Her father could not bear being separated from Donati and so forbade her from entering the religious life. This was coupled with the fact that, when she was 33 in 1881, her mother died and her father become far more attached to her and relied more upon her around the house. At the age of 40 in 1888, she once more expressed her will to become a nun and her reluctant father demanded that she take him as well as an aunt and Donati's sister Gemma with her. Francesco said to her: "I want you to be near me to close my eyes when my last hour strikes".

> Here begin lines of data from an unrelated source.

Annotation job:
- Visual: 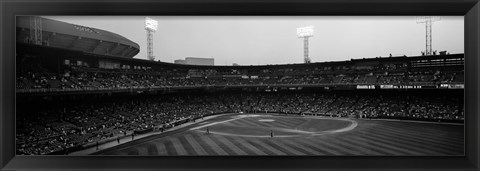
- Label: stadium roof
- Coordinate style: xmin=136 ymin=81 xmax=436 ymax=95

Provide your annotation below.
xmin=16 ymin=16 xmax=140 ymax=58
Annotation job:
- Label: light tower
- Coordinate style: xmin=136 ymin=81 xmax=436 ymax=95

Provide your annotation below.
xmin=416 ymin=16 xmax=441 ymax=56
xmin=29 ymin=16 xmax=43 ymax=45
xmin=297 ymin=26 xmax=314 ymax=63
xmin=145 ymin=17 xmax=158 ymax=61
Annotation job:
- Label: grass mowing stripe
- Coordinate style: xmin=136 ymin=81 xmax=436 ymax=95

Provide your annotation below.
xmin=364 ymin=128 xmax=450 ymax=155
xmin=335 ymin=136 xmax=386 ymax=155
xmin=191 ymin=133 xmax=219 ymax=155
xmin=214 ymin=135 xmax=248 ymax=155
xmin=184 ymin=134 xmax=208 ymax=155
xmin=154 ymin=141 xmax=168 ymax=155
xmin=297 ymin=138 xmax=342 ymax=155
xmin=387 ymin=121 xmax=463 ymax=136
xmin=398 ymin=124 xmax=465 ymax=144
xmin=377 ymin=124 xmax=460 ymax=147
xmin=170 ymin=137 xmax=189 ymax=155
xmin=313 ymin=138 xmax=358 ymax=155
xmin=281 ymin=138 xmax=324 ymax=155
xmin=248 ymin=139 xmax=287 ymax=155
xmin=378 ymin=125 xmax=464 ymax=150
xmin=265 ymin=139 xmax=305 ymax=155
xmin=324 ymin=138 xmax=366 ymax=155
xmin=228 ymin=136 xmax=268 ymax=155
xmin=178 ymin=136 xmax=199 ymax=155
xmin=137 ymin=146 xmax=149 ymax=155
xmin=335 ymin=137 xmax=386 ymax=155
xmin=207 ymin=135 xmax=241 ymax=155
xmin=348 ymin=135 xmax=417 ymax=155
xmin=390 ymin=122 xmax=464 ymax=144
xmin=146 ymin=143 xmax=159 ymax=155
xmin=199 ymin=135 xmax=229 ymax=155
xmin=381 ymin=123 xmax=464 ymax=145
xmin=163 ymin=140 xmax=178 ymax=155
xmin=370 ymin=128 xmax=463 ymax=155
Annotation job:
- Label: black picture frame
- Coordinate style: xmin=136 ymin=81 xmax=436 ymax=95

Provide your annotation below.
xmin=1 ymin=0 xmax=479 ymax=170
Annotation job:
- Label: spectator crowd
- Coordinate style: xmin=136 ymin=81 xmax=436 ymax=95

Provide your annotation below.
xmin=16 ymin=56 xmax=464 ymax=91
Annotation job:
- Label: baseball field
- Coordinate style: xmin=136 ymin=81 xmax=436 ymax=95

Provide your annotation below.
xmin=95 ymin=113 xmax=464 ymax=156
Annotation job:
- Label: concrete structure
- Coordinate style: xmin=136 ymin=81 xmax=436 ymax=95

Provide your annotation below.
xmin=175 ymin=57 xmax=214 ymax=66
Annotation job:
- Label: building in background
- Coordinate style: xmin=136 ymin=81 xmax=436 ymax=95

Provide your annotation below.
xmin=175 ymin=57 xmax=214 ymax=66
xmin=174 ymin=59 xmax=186 ymax=64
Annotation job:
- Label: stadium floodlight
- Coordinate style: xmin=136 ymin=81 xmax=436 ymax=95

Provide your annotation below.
xmin=145 ymin=17 xmax=158 ymax=32
xmin=416 ymin=16 xmax=441 ymax=56
xmin=297 ymin=26 xmax=314 ymax=38
xmin=145 ymin=17 xmax=158 ymax=61
xmin=297 ymin=26 xmax=314 ymax=63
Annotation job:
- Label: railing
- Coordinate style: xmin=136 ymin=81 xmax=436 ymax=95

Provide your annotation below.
xmin=16 ymin=81 xmax=465 ymax=94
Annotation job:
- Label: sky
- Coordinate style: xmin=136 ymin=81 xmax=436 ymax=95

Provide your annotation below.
xmin=45 ymin=16 xmax=464 ymax=66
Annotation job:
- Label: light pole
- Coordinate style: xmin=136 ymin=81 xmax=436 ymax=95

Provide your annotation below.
xmin=145 ymin=17 xmax=158 ymax=61
xmin=416 ymin=16 xmax=441 ymax=56
xmin=297 ymin=26 xmax=314 ymax=63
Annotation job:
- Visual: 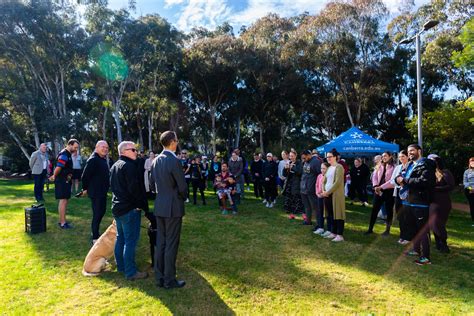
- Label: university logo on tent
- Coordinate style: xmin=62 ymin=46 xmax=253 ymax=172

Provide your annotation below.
xmin=350 ymin=132 xmax=363 ymax=139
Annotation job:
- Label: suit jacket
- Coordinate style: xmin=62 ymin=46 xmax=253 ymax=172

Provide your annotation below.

In 1889 she established – under the guidance of Zini – the Calasanzian Sisters, which was made as a female congregation with the sole task of educating children with an emphasis on the poor and on the children of prisoners. Her profession – alongside four companions on 24 June 1889 – saw her assume the new religious name of "Celestina of the Mother of God" in honor of Zini. The congregation would receive the diocesan approval of the Archbishop of Florence Cardinal Agostino Bausa on 21 September 1892 and allowed for the order to open its first school in the archdiocese on 28 December 1889 since it could operate on a diocesan level and that alone. The congregation received its first orphan on 22 June 1891 and thus allowed for all orphans and abandoned children to enter the congregation's doors for aid. The order later received the papal approval of Pope Pius X on 18 December 1911 and had, on 28 February 1920, its constitutions receive the approval of Pope Benedict XV. Donati was known amongst her peers for her ardent commitment to the teachings of Joseph Calasanz. With Zini's death in 1892 she was forced to assume control of the order herself.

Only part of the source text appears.